Capítulo 1

Primera omisión

Ilustración creada por Paloma Agüera

Cada día, sin que falte a su cita, hay un momento en el que por la pantalla de cine que es nuestra mente, pasa esa escena. Una escena que me hace sentir un recuerdo como algo físico, como algo reconocible al sentido del tacto: una bomba que al explotar suelta millones de pequeños cristales que se clavan en algún lugar dentro de mi pecho.

-No quiero que vengas a buscarme, ¡nunca más!- su gesto, más torcido a cada sílaba, se marcha a otro lugar cuando le cuento las intenciones de verle menos, como si así no le fuesen a doler las palabras. – No hace falta que me lleves a entrenar ni al instituto, prefiero hacerlo solo.- Y después de la sentencia, esos ojos que antes me miraban fijamente , hacia el único lugar que él creía seguro y no arrebatado, empezaban a ver, por primera vez, una espalda que le acabaría resultando más familiar de lo que hubiera deseado.

¡Corten! Suena antes de que mi padre empiece a llorar. Estoy en la primera sesión terapéutica y esa imagen, que siempre está en mi cartelera personal, quiere ser hoy la protagonista. Se ha colado antes, casi, de que dijese mi nombre.

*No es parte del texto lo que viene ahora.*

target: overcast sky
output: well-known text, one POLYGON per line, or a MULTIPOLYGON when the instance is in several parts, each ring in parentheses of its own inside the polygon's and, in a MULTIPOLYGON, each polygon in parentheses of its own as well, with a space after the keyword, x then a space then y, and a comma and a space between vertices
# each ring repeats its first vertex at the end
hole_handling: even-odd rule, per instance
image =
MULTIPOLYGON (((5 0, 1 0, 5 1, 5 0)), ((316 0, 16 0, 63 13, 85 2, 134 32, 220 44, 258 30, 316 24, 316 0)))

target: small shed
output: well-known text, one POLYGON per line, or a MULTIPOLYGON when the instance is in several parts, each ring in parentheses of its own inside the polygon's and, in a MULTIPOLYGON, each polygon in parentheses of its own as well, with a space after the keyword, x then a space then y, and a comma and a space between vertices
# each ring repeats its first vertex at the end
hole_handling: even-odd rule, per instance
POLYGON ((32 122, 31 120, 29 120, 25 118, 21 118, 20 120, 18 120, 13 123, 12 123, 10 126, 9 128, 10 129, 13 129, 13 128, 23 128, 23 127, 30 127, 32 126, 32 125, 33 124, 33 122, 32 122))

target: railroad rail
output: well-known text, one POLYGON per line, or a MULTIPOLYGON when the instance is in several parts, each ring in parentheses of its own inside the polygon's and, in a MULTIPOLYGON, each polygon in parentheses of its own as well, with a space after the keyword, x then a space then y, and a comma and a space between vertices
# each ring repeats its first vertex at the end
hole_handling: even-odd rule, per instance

-Cuéntame cómo lo sientes, Luis- me dice el psicólogo- cuéntame ese pensamiento en el que te quedas enredado- continúa, conocedor del daño que pueden hacer las historias que nos contamos, las que nos dejan mirando un rato al infinito, ese que solo está dentro de nuestras cabezas.

Sería 2004 y él ya llevaba un tiempo en la cuerda floja, literal, parecía que caminaba sobre una de ellas. Era un trapecista al que se le había olvidado su oficio y volvía al circo para hacer su espectáculo. El público le abucheaba cada vez que se caía, le juzgaba. Y yo, su Júlio César personal, le enseñé mi pulgar hacia abajo cuando le prohibí que siguiese viniendo a buscarme a la escuela. No quería que me vieran con él, no entendía que no caminase como los demás, que no hablase como los demás, que gritara por cada detalle nimio de la cotidianidad.

Cuando se caía al suelo, no siempre en el sentido literal, nadie le tendía la mano, ninguno de esos sitios a los que se solía agarrar cuando era “normal” estaban ahí. De los apoyos solo quedaban exigencias y presión y en ese punto, yo, perdido en un sistema que no te deja sentir, que no te deja llorar, que llama vergüenza a aquello que no sale cada día en televisión o, ahora, en las redes sociales, me negué aupar a mi padre, el que siempre me había llevado en brazos. Me senté en aquella grada y me uní a ese público que no admite el error, al tendido que no acepta la diferencia, la imperfección. Me tapé los ojos como cuando vemos una jeringuilla en pantalla. Giré la cabeza igual que negando la limosna a alguien que pide.

“En verdad te digo que esta misma noche, antes que el gallo cante, me negarás tres veces.” Mateo 26:34

-¿Y qué crees que te diría él?- me pregunta el terapeuta cuando le cuento que cerré la puerta de un amor fraternal a cambio de una aprobación social que al final no lo era tanto- Qué hablarías con él si le tuvieras aquí delante- insiste cuando ve que me quedo contando los cristales que hay esparcidos por mi pecho. – ¿Levantarías a tu padre del suelo si se cayera ahora?

Cada una de mis lágrimas contiene un rechazo, un no por respuesta. Cada una de ellas tiene un “déjame” un “mejor nos quedamos en casa”, “no vengas a buscarme”, “yo no formo parte de esta película”, la misma que ahora mi mente no deja de programar en diferido.

Yo era un adolescente, solo quería un poco de normalidad, ¿acaso era mucho pedir?